Personnage nostalgique et profondément artistique, Giovanni noue un lien particulier avec le Septième Art. Véritable cinéphile, il forge des rituels comme regarder Lola de Jacques Demy en compagnie d'un intérêt délaissé venant de sa fille et de sa femme. Il palabre avec vivacité au risque de divulgâcher quelques scènes de certains films, le faisant avec tant de ferveur que le spectateur peut voir la scène avec lui, spécifiquement le Kieślowski.
Le film abonde de références au métier aussi bien dans sa productivité que dans sa production, puis dans ces moments de tournages tantôt réussis du premier coup, tantôt entrecoupés par quelques obstacles. L'improvisation et l'imagination des actrices/ acteurs en sera un point comique efficace face à cet acharnement louable du réalisateur pour son œuvre. On ne fait pas du Cassavetes mais bien du Giovanni : le texte est capital, le Staline dégage, les titres originaux des journaux sont trop longs, le film est politique, pas d'objets anachroniques, le divertissement par la violence est disgracieux, réaliser des films qui n'intéressent pas la grande majorité du public, etc.
Et que l'on soit d'accord ou non avec ce personnage enclin au cinéma plus "artistique", Nanni Moretti ne fait pas preuve d'intolérance vis à vis de la société, il en a conscience et en joue avec ironie avec ce double si ressemblant. Il use effectivement de ressorts absurdes pour aborder ses scènes, sa fille en couple, le perfectionnisme du réalisateur ou encore ce moment étiré du dernier plan fade de la violence à la mode, qu'il vit finalement en partant, désespéré tandis que la scène se tourne sous l'apaisement de toute l'équipe.
L'amour mourrant ?
Le thème de l'amour serait à reléguer au profit du politique, c'est du moins ce que révèle le film dans le film. Pourtant, dans la globalité de l'œuvre, se concentre la question de l'amour dans la vie de Giovanni mais également du monde environnant. La perte de l'amour est traité de façon posée et intelligente, l'envie de se séparer dans une bonne entente en ayant conscience de la difficulté pour chacun, avec Giovanni son entourage semble être constamment sur la corde raide. Un parallèle magnifique est exploité avec un jeune couple, du cinéma où le réalisateur sans mêle pour forger les répliques, à une dispute en voiture où cet amour se délite pour enfin tournoyer dans l'herbe verdoyante accompagné de leur progéniture. L'espoir imbibe le film et relégue finalement la politique ainsi que le pessimisme au second plan.

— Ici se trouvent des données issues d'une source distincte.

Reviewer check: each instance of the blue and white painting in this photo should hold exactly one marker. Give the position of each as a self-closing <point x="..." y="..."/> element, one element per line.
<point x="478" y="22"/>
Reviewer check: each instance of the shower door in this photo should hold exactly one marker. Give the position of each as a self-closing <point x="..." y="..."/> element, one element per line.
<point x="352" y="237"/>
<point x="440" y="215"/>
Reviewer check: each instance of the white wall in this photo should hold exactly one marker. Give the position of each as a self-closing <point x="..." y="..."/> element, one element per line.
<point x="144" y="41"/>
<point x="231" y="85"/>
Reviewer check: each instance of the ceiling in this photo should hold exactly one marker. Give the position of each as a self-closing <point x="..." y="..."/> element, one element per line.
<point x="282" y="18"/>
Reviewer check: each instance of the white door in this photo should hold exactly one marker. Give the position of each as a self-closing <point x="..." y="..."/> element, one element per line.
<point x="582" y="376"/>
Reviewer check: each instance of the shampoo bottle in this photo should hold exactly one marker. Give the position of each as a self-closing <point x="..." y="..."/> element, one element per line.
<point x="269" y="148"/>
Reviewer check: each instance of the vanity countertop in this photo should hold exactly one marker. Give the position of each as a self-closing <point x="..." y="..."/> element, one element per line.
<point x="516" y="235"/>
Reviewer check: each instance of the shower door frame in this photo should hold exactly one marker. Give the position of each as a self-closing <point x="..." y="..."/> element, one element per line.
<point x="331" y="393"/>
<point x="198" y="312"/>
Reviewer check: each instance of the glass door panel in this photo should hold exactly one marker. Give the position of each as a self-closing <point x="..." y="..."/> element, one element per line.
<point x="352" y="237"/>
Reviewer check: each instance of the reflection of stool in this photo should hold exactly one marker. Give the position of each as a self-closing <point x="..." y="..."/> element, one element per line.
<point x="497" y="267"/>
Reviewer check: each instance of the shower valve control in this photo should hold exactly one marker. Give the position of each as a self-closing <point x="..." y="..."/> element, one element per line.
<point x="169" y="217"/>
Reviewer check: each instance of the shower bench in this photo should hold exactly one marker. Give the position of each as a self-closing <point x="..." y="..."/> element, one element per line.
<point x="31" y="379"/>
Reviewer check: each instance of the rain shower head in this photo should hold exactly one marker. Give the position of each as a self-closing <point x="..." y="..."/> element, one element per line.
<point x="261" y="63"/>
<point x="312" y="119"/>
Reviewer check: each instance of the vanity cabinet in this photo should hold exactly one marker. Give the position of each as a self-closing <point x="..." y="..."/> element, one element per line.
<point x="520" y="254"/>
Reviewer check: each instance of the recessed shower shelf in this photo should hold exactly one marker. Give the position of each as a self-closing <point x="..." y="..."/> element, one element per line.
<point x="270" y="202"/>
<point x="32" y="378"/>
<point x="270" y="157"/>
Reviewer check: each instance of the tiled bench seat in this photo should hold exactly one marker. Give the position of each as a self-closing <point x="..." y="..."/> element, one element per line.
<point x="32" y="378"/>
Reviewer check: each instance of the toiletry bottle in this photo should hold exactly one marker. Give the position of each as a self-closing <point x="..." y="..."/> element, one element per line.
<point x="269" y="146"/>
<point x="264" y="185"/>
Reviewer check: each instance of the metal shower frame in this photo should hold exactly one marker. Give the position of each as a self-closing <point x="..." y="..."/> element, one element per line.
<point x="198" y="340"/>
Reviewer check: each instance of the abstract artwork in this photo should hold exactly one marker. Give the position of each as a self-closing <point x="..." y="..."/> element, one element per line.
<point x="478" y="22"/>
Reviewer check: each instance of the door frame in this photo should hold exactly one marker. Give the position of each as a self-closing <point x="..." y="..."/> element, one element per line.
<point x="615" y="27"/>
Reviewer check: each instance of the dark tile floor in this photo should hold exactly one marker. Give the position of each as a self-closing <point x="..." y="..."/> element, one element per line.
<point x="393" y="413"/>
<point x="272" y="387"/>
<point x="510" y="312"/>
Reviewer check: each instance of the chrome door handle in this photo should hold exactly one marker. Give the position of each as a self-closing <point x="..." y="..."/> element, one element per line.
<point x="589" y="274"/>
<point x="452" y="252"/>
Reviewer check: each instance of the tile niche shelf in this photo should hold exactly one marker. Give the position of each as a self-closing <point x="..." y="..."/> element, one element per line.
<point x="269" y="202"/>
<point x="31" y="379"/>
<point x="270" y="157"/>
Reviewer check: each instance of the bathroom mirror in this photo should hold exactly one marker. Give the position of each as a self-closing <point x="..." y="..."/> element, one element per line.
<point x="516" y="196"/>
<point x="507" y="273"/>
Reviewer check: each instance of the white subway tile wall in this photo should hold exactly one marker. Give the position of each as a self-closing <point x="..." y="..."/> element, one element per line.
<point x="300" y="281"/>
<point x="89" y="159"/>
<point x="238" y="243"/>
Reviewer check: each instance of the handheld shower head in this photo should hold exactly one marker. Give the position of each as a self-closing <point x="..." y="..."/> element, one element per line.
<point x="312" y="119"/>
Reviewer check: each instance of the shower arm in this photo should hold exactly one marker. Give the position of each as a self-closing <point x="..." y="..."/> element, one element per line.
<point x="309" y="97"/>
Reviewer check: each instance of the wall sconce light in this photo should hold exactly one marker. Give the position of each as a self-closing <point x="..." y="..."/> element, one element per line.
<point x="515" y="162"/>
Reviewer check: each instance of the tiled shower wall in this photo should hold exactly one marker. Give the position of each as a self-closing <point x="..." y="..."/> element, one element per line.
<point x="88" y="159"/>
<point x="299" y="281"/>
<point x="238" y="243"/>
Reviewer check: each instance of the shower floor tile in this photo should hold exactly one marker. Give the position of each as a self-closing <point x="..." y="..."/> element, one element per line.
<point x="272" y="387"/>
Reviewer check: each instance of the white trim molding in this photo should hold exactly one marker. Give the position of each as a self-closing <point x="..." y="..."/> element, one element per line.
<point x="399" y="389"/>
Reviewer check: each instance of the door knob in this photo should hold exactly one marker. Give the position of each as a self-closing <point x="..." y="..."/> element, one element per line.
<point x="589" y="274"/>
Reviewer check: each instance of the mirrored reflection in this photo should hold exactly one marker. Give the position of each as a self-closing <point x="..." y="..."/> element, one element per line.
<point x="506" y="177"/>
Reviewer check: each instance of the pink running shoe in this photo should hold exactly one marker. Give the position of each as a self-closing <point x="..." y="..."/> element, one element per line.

Le film est riche, et nous pourrions évoquer également l'amour homosexuel à cacher pour préserver le parti communiste italien, ou encore la relation hors du cadre de Vera et Ennio.
Des tourbillons musicaux de son film rêvé dans son film de son film
La musique s'incarne comme un bijou rafraîchissant jouant avec l'irrationnel des scènes et la joie de vivre. Entre autres, un Nanni Moretti qui chante et fait chanter en cœurs son équipe, puis qui lance Think de Aretha Franklin et tape au rythme de la chanson avec dynamisme, ou encore ce tourbillon après la réflexion dans le cadre, entraînant les acteurs, les spectateurs, tout est communicatif. Enfin, la dernière scène s'échafaude sans échafaud, la victoire et la fin du film en parade spectaculaire, sous l'ensemble des personnages, des acteurs et probablement de l'équipe du film : un bel hommage.